One of the common refrains from "real" data warehouse folks when it comes to data processing on Hadoop is the assumption that a system built in Java is going to be extremely inefficient for many tasks. This is quite true today. However, for managing large datasets, I wonder if that's the right way to look at it. CPU cycles available per dollar is decreasing more rapidly than sequential bandwidth available per dollar. Dave Patterson observed this a long time ago. He noted that the annual improvement rate for CPU cycles is about 1.5x and the improvement rate for disk bandwidth was about 1.3x ... and there seems to be evidence that the disk bandwidth improvements are tapering off.

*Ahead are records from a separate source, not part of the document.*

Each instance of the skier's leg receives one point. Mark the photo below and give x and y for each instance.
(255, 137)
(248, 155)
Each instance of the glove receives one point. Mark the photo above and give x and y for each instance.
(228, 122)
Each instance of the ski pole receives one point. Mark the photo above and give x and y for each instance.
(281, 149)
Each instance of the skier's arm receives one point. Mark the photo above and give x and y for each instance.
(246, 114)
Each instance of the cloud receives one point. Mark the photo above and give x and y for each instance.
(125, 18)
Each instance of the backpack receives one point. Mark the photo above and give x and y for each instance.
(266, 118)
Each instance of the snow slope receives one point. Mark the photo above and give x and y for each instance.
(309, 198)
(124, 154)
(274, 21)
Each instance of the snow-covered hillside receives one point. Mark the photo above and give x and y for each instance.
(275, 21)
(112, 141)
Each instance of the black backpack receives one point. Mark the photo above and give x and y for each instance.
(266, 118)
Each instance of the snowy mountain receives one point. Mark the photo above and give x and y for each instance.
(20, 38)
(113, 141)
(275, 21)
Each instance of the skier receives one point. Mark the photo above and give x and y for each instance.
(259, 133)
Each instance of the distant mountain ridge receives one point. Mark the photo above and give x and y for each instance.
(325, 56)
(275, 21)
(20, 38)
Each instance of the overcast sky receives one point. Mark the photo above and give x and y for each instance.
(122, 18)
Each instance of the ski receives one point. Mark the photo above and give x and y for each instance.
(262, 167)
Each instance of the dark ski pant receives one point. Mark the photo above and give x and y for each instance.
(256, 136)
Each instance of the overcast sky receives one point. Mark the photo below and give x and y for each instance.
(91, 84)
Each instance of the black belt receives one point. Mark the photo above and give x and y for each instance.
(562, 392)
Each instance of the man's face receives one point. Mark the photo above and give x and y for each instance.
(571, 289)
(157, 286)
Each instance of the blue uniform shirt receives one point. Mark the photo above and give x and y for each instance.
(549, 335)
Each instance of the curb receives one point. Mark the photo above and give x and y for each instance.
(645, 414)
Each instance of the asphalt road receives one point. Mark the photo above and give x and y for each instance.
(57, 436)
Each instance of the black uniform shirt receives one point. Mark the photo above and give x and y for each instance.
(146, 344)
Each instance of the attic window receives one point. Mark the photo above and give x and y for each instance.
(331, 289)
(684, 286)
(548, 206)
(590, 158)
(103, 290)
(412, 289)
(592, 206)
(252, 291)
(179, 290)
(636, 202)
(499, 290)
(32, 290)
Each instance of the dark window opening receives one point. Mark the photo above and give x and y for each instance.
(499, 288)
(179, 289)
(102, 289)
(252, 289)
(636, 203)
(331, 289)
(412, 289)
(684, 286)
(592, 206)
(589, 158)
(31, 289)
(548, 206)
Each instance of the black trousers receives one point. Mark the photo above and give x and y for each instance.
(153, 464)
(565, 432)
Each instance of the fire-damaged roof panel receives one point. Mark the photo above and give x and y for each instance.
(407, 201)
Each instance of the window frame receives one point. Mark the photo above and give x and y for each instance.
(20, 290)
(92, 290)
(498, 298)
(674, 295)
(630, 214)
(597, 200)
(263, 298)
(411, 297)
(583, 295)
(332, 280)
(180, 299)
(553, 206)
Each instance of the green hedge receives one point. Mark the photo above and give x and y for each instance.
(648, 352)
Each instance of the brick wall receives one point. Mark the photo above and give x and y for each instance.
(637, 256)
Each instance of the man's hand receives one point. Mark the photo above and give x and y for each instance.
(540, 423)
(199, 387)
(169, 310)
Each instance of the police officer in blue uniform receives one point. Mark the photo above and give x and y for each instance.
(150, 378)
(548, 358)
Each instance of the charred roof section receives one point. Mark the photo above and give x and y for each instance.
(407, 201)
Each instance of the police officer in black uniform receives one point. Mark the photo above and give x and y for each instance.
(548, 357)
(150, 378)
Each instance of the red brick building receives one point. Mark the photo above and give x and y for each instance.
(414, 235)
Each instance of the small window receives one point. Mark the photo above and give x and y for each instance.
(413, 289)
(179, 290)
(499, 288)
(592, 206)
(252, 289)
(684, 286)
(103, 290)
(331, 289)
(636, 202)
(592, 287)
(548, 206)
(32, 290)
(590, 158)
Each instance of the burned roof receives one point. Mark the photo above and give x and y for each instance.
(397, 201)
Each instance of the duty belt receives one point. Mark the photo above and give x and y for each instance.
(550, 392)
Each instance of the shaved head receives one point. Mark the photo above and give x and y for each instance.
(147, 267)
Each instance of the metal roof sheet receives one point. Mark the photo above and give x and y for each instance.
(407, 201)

While SSDs remain expensive for sheer capacity, disks will continue to store most of the petabytes of "big data". A standard 2U server can only hold so many disks .. you max out at about 16 2.5" disks or about 8-10 3.5" disks. This gives us about 1500MB/s of aggregate sequential bandwidth. You can stuff 48 cores into a 2U server today. This number will probably be around 200 cores in 3-4 years. Even with improvements in disk bandwidth, I'd be surprised if we could get more than 2000MB/s in 3-4 years using disks. In the meantime, the JVMs will likely close the gap in CPU efficiency. In other words, the penalty for being in Java and therefore CPU inefficient is likely to get progressively smaller.
There are lots of assumptions in the arguments above, but if they line up, it means that Hadoop-based data management solutions might start to get competitive with current SQL engines for simple workloads on very large datasets.The Tenzing folks were claiming that this is already the case with a C/C++ based MapReduce engine.